# Everyday Rhom or High back



## alvin (Jan 2, 2003)

I really do not care if he is a high back or not, I was just a little curious to see what others thought. He has grown more up than lengthwise since I got him a year ago. I got him from George as your basic Peru Black Rhom. Let me know what you think. John


----------



## MR HARLEY (Aug 12, 2003)

I like it ...Very nice


----------



## alvin (Jan 2, 2003)

Thanks. He's put on a lot of height in the last year. I'd say at least an inch. His head now has that hump on it instead of the smooth transition it used to have.


----------



## RhomZilla (Feb 12, 2003)

Nice Rhom!!! You should feed the cool doodes your Rhom.


----------



## alvin (Jan 2, 2003)

The guys in the picture? I need to resize that. I'm third from the left.
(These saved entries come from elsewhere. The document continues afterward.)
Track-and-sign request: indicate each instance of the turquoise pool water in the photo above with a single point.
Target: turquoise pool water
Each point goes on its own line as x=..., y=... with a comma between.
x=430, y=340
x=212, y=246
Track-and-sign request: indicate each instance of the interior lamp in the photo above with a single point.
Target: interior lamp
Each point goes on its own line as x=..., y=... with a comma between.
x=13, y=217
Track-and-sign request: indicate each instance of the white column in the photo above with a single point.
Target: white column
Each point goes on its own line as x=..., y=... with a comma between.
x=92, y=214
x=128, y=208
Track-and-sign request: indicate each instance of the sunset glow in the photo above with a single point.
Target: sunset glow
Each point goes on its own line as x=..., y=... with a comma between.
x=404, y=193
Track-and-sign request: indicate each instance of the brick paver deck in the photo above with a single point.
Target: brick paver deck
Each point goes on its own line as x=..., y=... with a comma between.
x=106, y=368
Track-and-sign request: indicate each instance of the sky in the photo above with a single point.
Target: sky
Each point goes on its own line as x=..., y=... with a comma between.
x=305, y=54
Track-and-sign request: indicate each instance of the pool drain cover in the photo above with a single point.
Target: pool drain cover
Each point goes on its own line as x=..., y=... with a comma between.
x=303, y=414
We used to dress up like that in college and go to bars, sporting events, restraurants... stuff like that. Lot's of pictures on our web site listed below in the "Vice Squad" Section. We also had a break dancing team, bowling, construction crew, etc. Just stupid drunk sh*t.


----------



## radar22 (Jul 10, 2003)

looks to me to be a high back,super fish,congrats!!!!! :smile:


----------



## KingKong (Nov 3, 2003)

How big is it?
It looks to me like a diamond high back rhom.


----------



## traumatic (Jan 29, 2003)

Don't be fooled, Rhoms from peru are normally called jet black or high back. Basically the same. not a xingu or diamond. It's actually the same as my 10" rhom in my sig.


----------



## alvin (Jan 2, 2003)

Works for me. Thanks guys, he's around 10 inches. I bought him at 8-9 a year ago, so he's growing somewhat fast, which is odd considering I have never seen him eat.


----------